Comment by rep_lodsb 6 days ago

6 replies

It's possible that actually reading the register takes (significantly) more time than an empty countdown loop. A somewhat extreme example of that would be on x86, where accessing legacy I/O ports for e.g. the timer goes through a much lower-clocked emulated ISA bus.

However, a more likely explanation is the use of "volatile" (which only appears in the working version of the code). Without it, the compiler might even have completely removed the loop?

deng 6 days ago

> However, a more likely explanation is the use of "volatile" (which only appears in the working version of the code). Without it, the compiler might even have completely removed the loop?

No, because the loop calls cpu_relax(), which is a compiler barrier. It cannot be optimized away.

And yes, reading via the memory bus is much, much slower than a barrier. It's absolutely likely that reading 4 times from main memory on such an old embedded system takes several hundred cycles.

  • Karliss 6 days ago

    From what I understand the timer registers should be on APB(1) bus which operates at fixed 26MHz clock. That should be much closer to the scale of fast timer clocks compared to cpu_relax() and main CPU clock running somewhere in the range of 0.5-1GHz and potentially doing some dynamic frequency scaling for power saving purpose.

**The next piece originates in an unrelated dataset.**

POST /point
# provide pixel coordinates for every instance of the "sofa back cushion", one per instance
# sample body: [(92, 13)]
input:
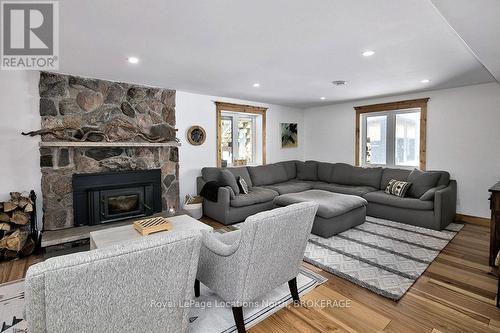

    The silliest part of this mess is that 26Mhz clock for APB1 bus is derived from the same source as 13Mhz, 6.5Mhz 3.25Mhz, 1Mhz clocks usable by fast timers.

  • rep_lodsb 6 days ago

    You're right, didn't account for that. Though even when declared volatile, the counter variable would be on the stack, and thus already in the CPU cache (at least 32K according to the datasheet)?

    Looking at the assembly code for both versions of this delay loop might clear it up.

    • deng 6 days ago

      The only thing volatile does is to assure that the value is read from memory each time (which implicitly also forbids optimizations). Whether that memory is in a CPU cache is purely a hardware issue and outside the C specification. If you read something like a hardware register, you yourself need to take care in some way that a hardware cache will not give you old values (by mapping it into a non-cached memory area, or by forcing a cache update). If you for-loop over something that acts as a compiler barrier, all that 'volatile' on the counter variable will do is potentially make the for-loop slower.

      There's really just very few reasons to ever use 'volatile'. In fact, the Linux kernel even has its own documentation why you should usually not use it:

      https://www.kernel.org/doc/html/latest/process/volatile-cons...

      • sim7c00 6 days ago

        doesnt volatile also ensure the address is not changed for the read by compiler (as it might optimise data layout otherwise)? (so you can be sure when using mmio etc. it wont read from wrong place?)

        • deng 6 days ago

          "volatile", according to the standard, simply is: "An object that has volatile-qualified type may be modified in ways unknown to the implementation or have other unknown side effects. Therefore any expression referring to such an object shall be evaluated strictly according to the rules of the abstract machine."

          Or simpler: don't assume anything what you think you might know about this object, just do as you're told.

          And yes, that for instance prohibits putting a value from a memory address into a register for further use, which would be a simple case of data optimization. Instead, a fresh retrieval from memory must be done on each access.

          However, if your system has caching or an MMU is outside of the spec. The compiler does not care. If you tell the compiler to give you the byte at address 0x1000, it will do so. 'volatile' just forbids the compiler to deduce the value from already available knowledge. If a hardware cache or MMU messes with that, that's your problem, not the compiler's.